I love cars. I love going fast in cars and realising a car's full potential, yet realise that in the middle of Orrel Park, going fast is clearly a dangerous thing to do! On the M62 at 3am in the morning isn't nearly as dangerous. That's why when we breach the 100mph mark, it's always an empty road! It's a stroke of common sense really!

And then there is the design of cars! It's reaching new heights these days. Wind tunnels are used in the design for family cars. You can't grumble at that! A new Seat Leon holds the same amount of interest to me as the new Lamborghini. The modern design of the car is brilliant. It's interesting and can keep your attention for longer than 5 seconds.

Then there's the technological advances we now currently enjoy. The Bugatti Veyron is a wonderful machine to look at but what really makes car people wet their pants is the technology lying underneath all of the CFRP (which is the proper name for carbon fibre ladies and gentlemen!) It has 1000bhp, which in laymans terms is a biblical amount of power! It has the pulling power of 10 1.6 Vauxhall Astras! It has ANOTHER 1000bhp, to cool the engine down! Which means it has the sheer power of about 25 Grand National line-ups. Just to make sure the engine stays at a reasonable temperature. Imagine that air conditioning in your house!

So my point I'm trying to make is that all of these boy racers knocking about in their Nova's (which funny enough, in Spanish, Nova actually means doesn't go! Interesting fact for you!) and their Saxo's are not the real car enthusiasts! They add spoilers to 'enhance aerodynamic effects!' The Escort Cosworth's whale tail spoiler actually lowers the car's top speed by 12mph. Which is why the rally going version of the car drove out with a different spoiler. Yet a lot of car modifiers, with their knowledge and all, didn't believe me and called me for all sorts.

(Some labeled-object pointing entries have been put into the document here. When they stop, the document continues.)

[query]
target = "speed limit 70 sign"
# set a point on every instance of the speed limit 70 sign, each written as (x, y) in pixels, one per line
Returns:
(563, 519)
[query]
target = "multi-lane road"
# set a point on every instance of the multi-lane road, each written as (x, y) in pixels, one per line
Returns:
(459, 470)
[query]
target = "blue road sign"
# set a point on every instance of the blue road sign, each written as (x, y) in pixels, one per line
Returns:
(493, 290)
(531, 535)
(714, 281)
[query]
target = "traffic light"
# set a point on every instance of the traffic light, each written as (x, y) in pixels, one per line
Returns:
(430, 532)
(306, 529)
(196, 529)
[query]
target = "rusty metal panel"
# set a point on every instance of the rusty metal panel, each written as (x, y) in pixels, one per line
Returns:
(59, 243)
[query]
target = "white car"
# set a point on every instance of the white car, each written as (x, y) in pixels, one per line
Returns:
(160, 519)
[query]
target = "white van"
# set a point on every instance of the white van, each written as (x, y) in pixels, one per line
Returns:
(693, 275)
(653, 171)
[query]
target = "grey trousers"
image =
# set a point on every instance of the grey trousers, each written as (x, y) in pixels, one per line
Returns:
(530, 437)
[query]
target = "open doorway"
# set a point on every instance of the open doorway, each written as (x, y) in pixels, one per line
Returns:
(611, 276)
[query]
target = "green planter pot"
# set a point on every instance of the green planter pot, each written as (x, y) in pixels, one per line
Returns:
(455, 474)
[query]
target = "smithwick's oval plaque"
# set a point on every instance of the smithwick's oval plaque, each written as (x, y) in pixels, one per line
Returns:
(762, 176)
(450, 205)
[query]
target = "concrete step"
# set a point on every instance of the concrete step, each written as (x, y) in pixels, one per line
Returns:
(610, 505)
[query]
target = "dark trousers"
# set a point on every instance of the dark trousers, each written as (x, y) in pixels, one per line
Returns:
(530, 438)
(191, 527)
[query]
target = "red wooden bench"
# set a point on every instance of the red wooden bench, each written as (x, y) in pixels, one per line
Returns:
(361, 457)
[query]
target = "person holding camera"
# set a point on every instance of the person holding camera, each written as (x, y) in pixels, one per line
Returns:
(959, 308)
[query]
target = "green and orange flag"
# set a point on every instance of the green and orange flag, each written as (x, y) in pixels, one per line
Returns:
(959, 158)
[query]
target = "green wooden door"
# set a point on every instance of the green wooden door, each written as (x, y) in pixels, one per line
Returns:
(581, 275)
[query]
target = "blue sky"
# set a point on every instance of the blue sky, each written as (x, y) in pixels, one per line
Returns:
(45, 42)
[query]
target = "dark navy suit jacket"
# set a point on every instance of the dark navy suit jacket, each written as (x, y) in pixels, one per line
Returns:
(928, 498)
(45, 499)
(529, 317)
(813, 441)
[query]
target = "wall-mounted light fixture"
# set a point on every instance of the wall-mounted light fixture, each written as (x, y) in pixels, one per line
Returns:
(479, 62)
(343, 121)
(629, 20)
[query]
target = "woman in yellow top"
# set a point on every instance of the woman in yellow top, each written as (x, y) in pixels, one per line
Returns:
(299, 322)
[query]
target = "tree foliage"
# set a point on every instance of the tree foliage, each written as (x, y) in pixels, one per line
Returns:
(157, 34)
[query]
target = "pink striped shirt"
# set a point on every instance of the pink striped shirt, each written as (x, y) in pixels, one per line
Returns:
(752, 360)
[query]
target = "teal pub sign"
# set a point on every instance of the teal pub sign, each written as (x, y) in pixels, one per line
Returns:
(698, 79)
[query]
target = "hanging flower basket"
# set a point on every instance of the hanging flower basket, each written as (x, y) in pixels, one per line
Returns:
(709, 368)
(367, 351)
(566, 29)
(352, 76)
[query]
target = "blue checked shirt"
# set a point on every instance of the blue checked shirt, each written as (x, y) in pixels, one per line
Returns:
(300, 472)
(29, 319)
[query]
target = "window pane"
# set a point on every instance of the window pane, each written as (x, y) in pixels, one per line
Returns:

They throw carbon fibre shite all over the car to 'lower weight!' What they're actually doing is throwing carbon fibre effect stuff on, which is the same material underneath carbon effect sheets which is actually heavier. And they do this in entirely inappropriate places. The wing mirrors! What physical effect will that have? A BMW CSL has a CFRP roof because it makes the roof lighter, lowering the car's centre of gravity, making handling the monster of an engine much easier. This act will have no effect on a N reg Vauxhall Corsa.

Neon lights? What effect does that have? It's the funniest thing I've ever seen! A Renault Clio driving past pretending to be a spaceship! You're driving a car! You must be over the age of 17, earning money to fund it! You should have grown out of this by now!

I hope I've taught you a thing or two! I love cars, as you probably will have guessed by now and I've always got time for someone who wants to gab about the new Aston Martin or even the new Fiat 500! My closing thought for this is that if car modifiers, petrol heads or tuners! Whatever you want to call them! If they love cars so much, then why the fuck are they hell bent on changing them?